US industry famously picked up during the war – indeed as a result of it. The value of his stocks multiplied and Templeton became a wealthy man.
There was no research, nor sector allocation. There was no sweat. No grind. He just made a big call at the right time. As Warren Buffet said, “buy when there’s blood on the streets.”
But, unfortunately for those who would write about it, there is not always blood on the streets. Such moments do not come along very often. We have seen perhaps three such big moments in the last 20 years – after the Dotcom crash, during the Global Financial Crisis, and in March 2020 at the height of the Corona Panic.
That means a lot of time in between.
“The time of maximum pessimism is the best time to buy,” Templeton, the famous contrarian, said, “and the time of maximum optimism is the best time to sell. The four most expensive words in the English language are 'This time it's different’.”
Templeton had an uncanny ability to spot trends before they happened. As well as the famous WWII trade, he was early into the Japan boom, early into emerging markets and got out of the stock market in early 2000 - in what must be considered one of the greatest trades ever (this one did require some research).

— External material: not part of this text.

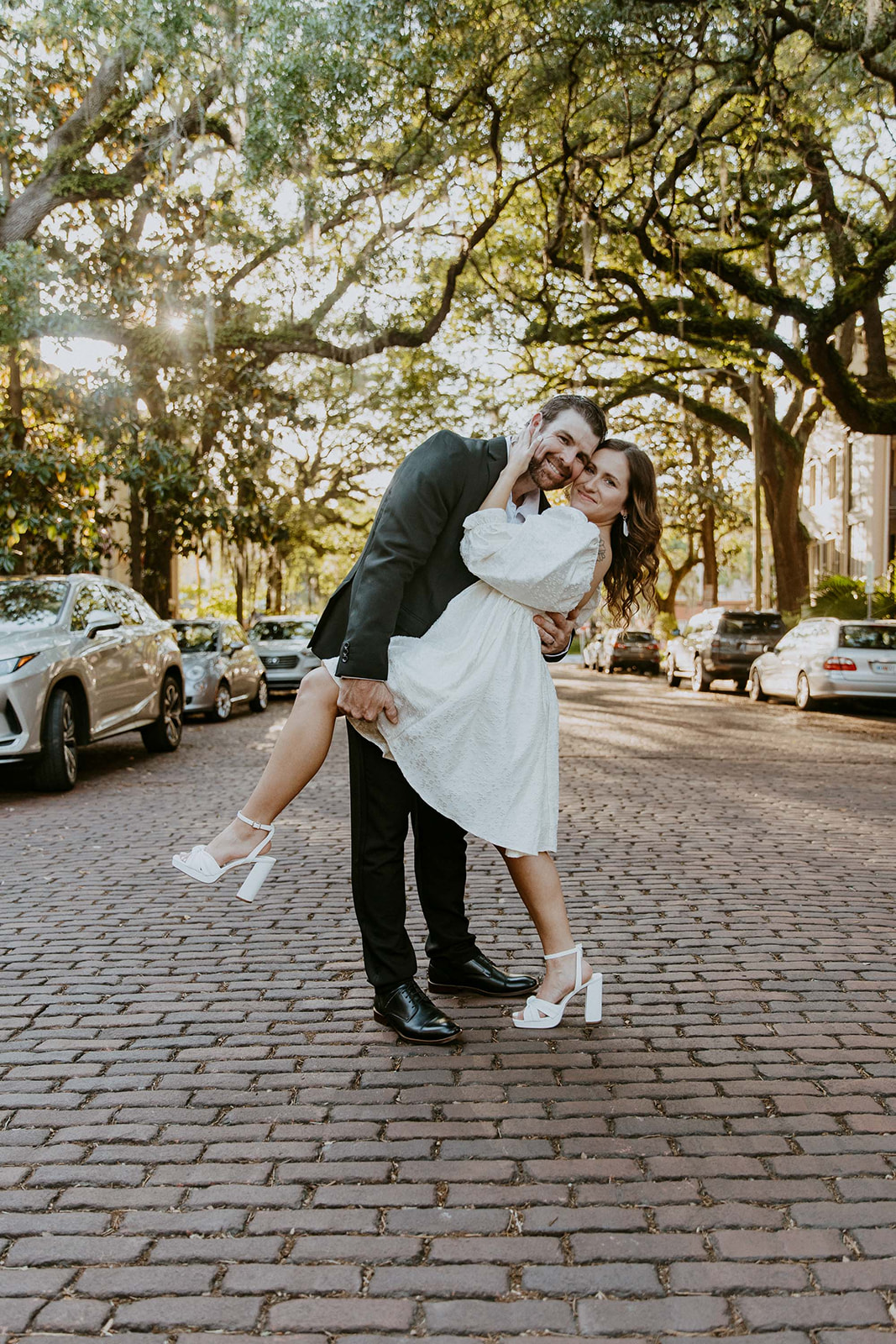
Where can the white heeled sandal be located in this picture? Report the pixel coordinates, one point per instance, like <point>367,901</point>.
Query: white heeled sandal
<point>539,1012</point>
<point>201,866</point>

He knew the stock market was overvalued in 2000, but how to time the short sale? As John Maynard Keynes famously said, “the market can remain irrational longer than you can remain solvent”.
In January 2000, Templeton shorted more than 80 Nasdaq stocks. He’d identified those trading at the most extreme valuations and timed his short positions to kick in just before the post-IPO lock-up periods (during which insiders can’t sell their shares) were set to expire. He knew most sensible insiders would sell to lock in some of their gains as soon as they were allowed to do so. He made a billion. A wonderful top and tail to his career.
In 2005, he wrote a brief memorandum predicting that within five years there would be financial chaos in the world, a collapse of the housing market and government bond yields would crash to zero.
Templeton’s investment style is an object lesson in being patient
In 1968, Templeton renounced his US citizenship and moved to the Bahamas. He did this for two reasons: one, to escape the noise of Wall Street; and two, to pay less tax.
Templeton spent the rest of his days largely by the beach, eventually dying in 2008 at the ripe old age of 95.
Every morning at his seaside residence Templeton would leaf through a copy of the Financial Times and check prices. Any news was always a day or two late – being where he was in the Bahamas, the copy of the FT he received was a day or two behind those read on the desks of London or New York.
Any decisions he needed to make were made from that isolated distance and then he would potter off and do whatever it is billionaires do with the rest of their day. (Philanthropic hobbies were Templeton’s favoured pursuit).
But those years operating from the beach side were his most profitable. According to his biographer, Jonathan Davis (check out his Investment Trusts Handbook), Templeton “outperformed the world index by 6% per annum compound after he moved to the Bahamas”, whereas he only matched it before.
Templeton stripped out all the noise, and based everything on his morning read of the FT, which was a day or two late. An idler’s life if ever there was one.
Before you judge him for not paying taxes, Templeton was one of the most benevolent philanthropists who ever lived. Like the liturgists of Ancient Athens, he wanted to manage his benevolence himself, hence low taxes and philanthropy, rather than have it mismanaged and squandered by some incompetent government.
So how do we put the Templeton approach into practice? One strategy would be simply to accumulate as much cash as possible, have it sitting in your broker’s account, then wait. Then when the world hits what you deem to be peak and excess panic – perhaps in the event that Russia invades Ukraine – then buy.
There is an investment trust that the man himself used to manage - The Templeton Emerging Markets Investment Trust (TEMIT:LSE) - and presumably managed according to his philosophies. (I don’t own this one).
But the bottom line is I guess - think, contemplate, watch - but often do nothing.
This article first appeared at Moneyweek.